(Bernd Debusmann Jr. has lived and worked in his native Mexico for the last two years, most of it as a full-time freelancer for Reuters TV, also contributing to Fox Latino. Previously he worked as a reporter in New York City and as a freelance producer for the Reuters Latin American Television Desk in Washington DC, during which time he dealt with many drug trafficking stories. During 2010 and 2011 he authored the weekly Mexico Drug War Update published by this newsletter, available in our Mexican Drug War archive section.)
On Monday, July 16th, Mexican marines captured Miguel Angel Trevino Morales, the leader of Mexico’s notorious Zetas criminal organization, just outside the border city of Nuevo Laredo, along with his bodyguard, an accountant, some $2 million in cash and eight weapons. How much difference will his capture make on the flow of drugs to the United States? Probably not much.
Trevino Morales, widely known as Z-40, is the most important criminal figure captured or killed so far during the administration of President Enrique Pena Nieto, and is widely regarded as one of the most powerful, violent and high-profile violent drug traffickers in the country, having previously served as a regional “plaza” boss in Nuevo Laredo and Veracruz and second-in-command of the organization under his predecessor, Heriberto Lazcano Lazcano.
Aside from being a key player in the Mexico-US drug trade and other illicit businesses, Trevino is thought to be responsible for the deaths of hundreds, if not thousands, of Mexicans as well as foreign migrants. (He has so far been charged with the kidnapping and murder of 265 north-bound migrants in the San Fernando, Tamaulipas, in 2010 and 2011.)
But what effect will his arrest have on Washington’s war on drugs? The unfortunate answer is that it is unlikely to mean much in the long term. History shows that men like Trevino are quickly replaceable, and that business goes on.
His predecessor, Heriberto Lazcano, was gunned down in a firefight with the marines in October 2012, only to be replaced by Trevino.
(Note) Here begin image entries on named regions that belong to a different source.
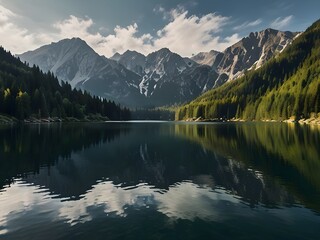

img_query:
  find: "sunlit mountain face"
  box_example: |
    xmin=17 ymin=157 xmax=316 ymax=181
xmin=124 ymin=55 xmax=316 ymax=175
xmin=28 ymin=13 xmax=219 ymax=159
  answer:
xmin=0 ymin=0 xmax=320 ymax=240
Lazcano’s predecessor, Rogelio Gonzalez Pizaña, was arrested in October 2004, just two years after the founder and first leader of the Zetas, Arturo Guzman Decena, was killed in a gun battle with the Mexican army in the city of Matamoros.
Despite being repeatedly decapitated, the organization continued to grow and become more powerful, eventually splitting off from its Gulf Cartel bosses and becoming an independent entity in 2010.
In terms of stemming the flow of drugs to the United States, Trevino’s arrest is unlikely to have any positive effect. In a videotaped 2011 interrogation of Jesus Enrique Rejon Aguilar, an army deserter and one of the original Zetas, Aguilar revealed that the Zetas’ drug trafficking business is managed by personnel dedicated only to that task.
There is no reason to believe that Trevino’s arrest will have any more effect on that apparatus than the arrest of previous bosses. Did the death of Pablo Escobar and the arrest of the heads of the Cali Cartel stem the flow of cocaine from Colombia? No. Did all the kingpins killed or captured under the administration of Calderon (and before) make a difference on the flow of drugs across the Mexican border? No, and neither will Trevino’s.
Trevino’s arrest, however, is likely to have a significantly negative impact on the level of violence in Mexico. Pena Nieto came into office with a promise to stem the bloodshed, but the events of the last few years have shown that the death or arrest of high-level criminals often unleashes a wave of violence as their underlings fight among themselves, as was the case after the death of Arturo Beltran Leyva in 2009.
The Mexican military has been asked by its government to become very good at decapitating cartels, and they have. But it hasn’t made much difference.
In the months before his arrest, Trevino seems to have consolidated his power over the organization, which had experienced factional infighting in 2010 and 2011. While it is likely that Trevino’s brother Alejandro (Z-42) will take the reins of the organization, it remains to be seen whether his leadership will be disputed by other high-ranking Zetas, or whether the organization will fragment without a strong leader.
Another possibility is that — sensing a moment of weakness — the Zeta’s enemies, such as the Sinaloa Cartel under Joaquin “El Chapo” Guzman and the Gulf Cartel, will make a concerted effort to control the city of Nuevo Laredo, long considered the “Crown Jewel” of the Mexican drug trafficking landscape. Previous efforts to wrestle control of the city from the Zetas were extremely bloody, drawn-out affairs.
This isn’t to say that Trevino should have been ignored. He is a ruthlessly efficient criminal with blood on his hands. But the triumphant congratulations on the capture from Mexican and US officials may be premature.
The fact of the matter is that a military-focused strategy, or a strategy focused on individuals, is unlikely to have any long-term positive effect in Mexico’s Drug War.
As long as Americans want to buy a commodity which the Mexican cartels can supply, they will continue to exist, and violence will inevitably follow as a consequence of disputes in a very profitable, unregulated industry. Any change will have to come from a combination of law enforcement and more sensible drug laws in the United States focusing on demand reduction.